Presseschau

Tages-Anzeiger vom 12.01.2018

Der Berner Endgegner ist zurück

Nachspielzeit

Von Florian Raz

Ein paar Tage bloss sind vergangen, seit sich die Basler Führungscrew aus ihren diversen Ferienorten zurückgemeldet hat. Doch in der kurzen Zeit hat der Serienmeister schnell mal seine Muskeln spielen lassen. Fabian Frei zurück, Valentin Stocker zurück. Das Signal vom FC Basel an die Young Boys könnte klarer nicht sein.

Vor allem Stockers Rückkehr hat mehr als eine sportliche Bedeutung.
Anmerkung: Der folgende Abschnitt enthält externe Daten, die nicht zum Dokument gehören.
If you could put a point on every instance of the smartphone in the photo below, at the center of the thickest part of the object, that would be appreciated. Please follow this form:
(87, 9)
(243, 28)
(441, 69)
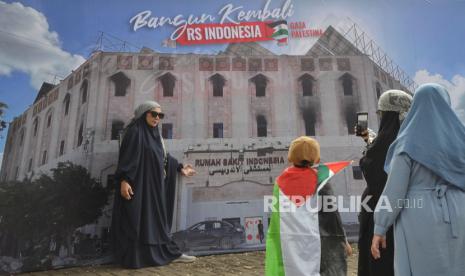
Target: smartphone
(362, 123)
Möglich, dass er nach einem halben Jahr ohne Spielpraxis nicht sofort eine Verstärkung sein wird. Und seine Nähe zu Sportchef Marco Streller könnte gar zum Problem werden. Viel wichtiger aber: Seine Verpflichtung trifft die Nerven in Basel und Bern.

Im St.-Jakob-Park wird Stocker wohl immer der schnüsige Vali sein. Als unbekümmerter Teenager hat er die Leute im Sturm erobert – und sie danach nie mehr losgelassen. Dieser Einsatz, dieser Hundeblick, dieser unschuldige Sex-Appeal! Und natürlich: die Treffer, diese Momente, in denen er den Ball schon verloren zu haben scheint – und ihn dann doch irgendwie ins Tor stockert.
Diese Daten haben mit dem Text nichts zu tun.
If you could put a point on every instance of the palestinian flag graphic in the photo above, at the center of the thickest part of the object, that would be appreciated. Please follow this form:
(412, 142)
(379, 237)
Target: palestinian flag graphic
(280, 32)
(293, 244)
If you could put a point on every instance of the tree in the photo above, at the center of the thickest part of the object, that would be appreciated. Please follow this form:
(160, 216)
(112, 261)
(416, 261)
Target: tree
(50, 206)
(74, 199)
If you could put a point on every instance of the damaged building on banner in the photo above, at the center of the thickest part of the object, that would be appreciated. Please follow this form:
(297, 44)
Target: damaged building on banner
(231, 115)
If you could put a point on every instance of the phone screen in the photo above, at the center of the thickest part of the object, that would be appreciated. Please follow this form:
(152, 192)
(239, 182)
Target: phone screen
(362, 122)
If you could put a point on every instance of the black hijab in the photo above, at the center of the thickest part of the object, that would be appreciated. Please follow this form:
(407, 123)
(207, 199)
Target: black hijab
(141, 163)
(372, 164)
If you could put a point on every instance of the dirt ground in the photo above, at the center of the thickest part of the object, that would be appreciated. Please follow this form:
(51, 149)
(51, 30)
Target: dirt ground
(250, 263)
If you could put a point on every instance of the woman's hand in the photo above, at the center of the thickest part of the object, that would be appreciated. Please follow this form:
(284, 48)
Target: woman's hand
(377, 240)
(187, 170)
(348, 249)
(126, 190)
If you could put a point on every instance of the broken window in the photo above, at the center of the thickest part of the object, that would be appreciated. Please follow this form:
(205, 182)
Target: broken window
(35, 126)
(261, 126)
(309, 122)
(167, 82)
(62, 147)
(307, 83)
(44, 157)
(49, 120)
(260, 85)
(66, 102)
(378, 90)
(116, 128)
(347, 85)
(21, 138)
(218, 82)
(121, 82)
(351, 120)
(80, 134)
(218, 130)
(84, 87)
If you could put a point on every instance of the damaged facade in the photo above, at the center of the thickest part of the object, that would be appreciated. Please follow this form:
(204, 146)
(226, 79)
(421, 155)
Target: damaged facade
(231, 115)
Haben Sie dagegen schon mal gehört, was die Menschen im Stade de Suisse so zu erzählen (oder zu brüllen) haben, wenn Stocker zu Besuch ist? Im Vergleich dazu wirkt die Verabschiedung von Haris Seferovic bei seiner Auswechslung gegen Nordirland wie eine Liebesbekundung des Publikums. Sagen wir, die Berner Einschätzungen zu Stocker pendeln sich im Normalfall im Raum zwischen Gürtellinie und Kniehöhe ein. Dieser Giftzwerg, dieser scheinheilige Milchbubi mit seinen fies gestreckten Beinen, der seinerseits bei der geringsten Berührung wie vom Blitz getroffen zusammensackt! Und natürlich: die Treffer, die Assists – alle immer irgendwie gegen YB gerichtet.

Nun mag die Ausdrucksweise diskutabel sein. Aber grundsätzlich beweist das Berner Publikum einen feinen Sinn für die drohende Gefahr. Stocker ist so etwas wie der Endgegner, an dem die Berner bislang immer gescheitert sind. Stocker, die YB-Nemesis, der ultimative Gegenspieler, der Erzrivale, der Todesengel aller Berner Meisterträume.

Mai 2008, erste Finalissima zwischen Basel und Bern. 38 000 Zuschauer im Joggeli. Stocker ist vor kurzem 19 geworden, als ihm in der 13. Minute der Ball im Strafraum vor die Füsse springt. Eine Drehung, ein Schuss zwischen Marco Wölflis Beinen hindurch – 1:0. Zehn Minuten später schüttelt er Hakan Yakin ab, ein Pass auf Streller – 2:0. Basel ist Meister.

Mai 2010, zweite Finalissima zwischen Bern und Basel. 31 210 Zuschauer im Wankdorf. Stocker ist längst Stammspieler, als ihm ein Ball schon weggespritzt zu sein scheint. Eine Berührung mit dem Aussenrist, der Ball fliegt über Goalie Wölfli – 0:1. 20 Minuten später flankt Stocker von links, Scott Chipperfield trifft per Kopf – 0:2. Basel ist Meister.

Wenigstens davor muss YB keine Angst haben: Die Liga hat den Spielplan bereits am Saisonstart bekannt gegeben. Bern und Basel treffen in dieser Saison nicht am letzten Spieltag aufeinander. Andererseits: Kaum ist Stocker zurück, heisst der YB-Goalie wieder... Wölfli.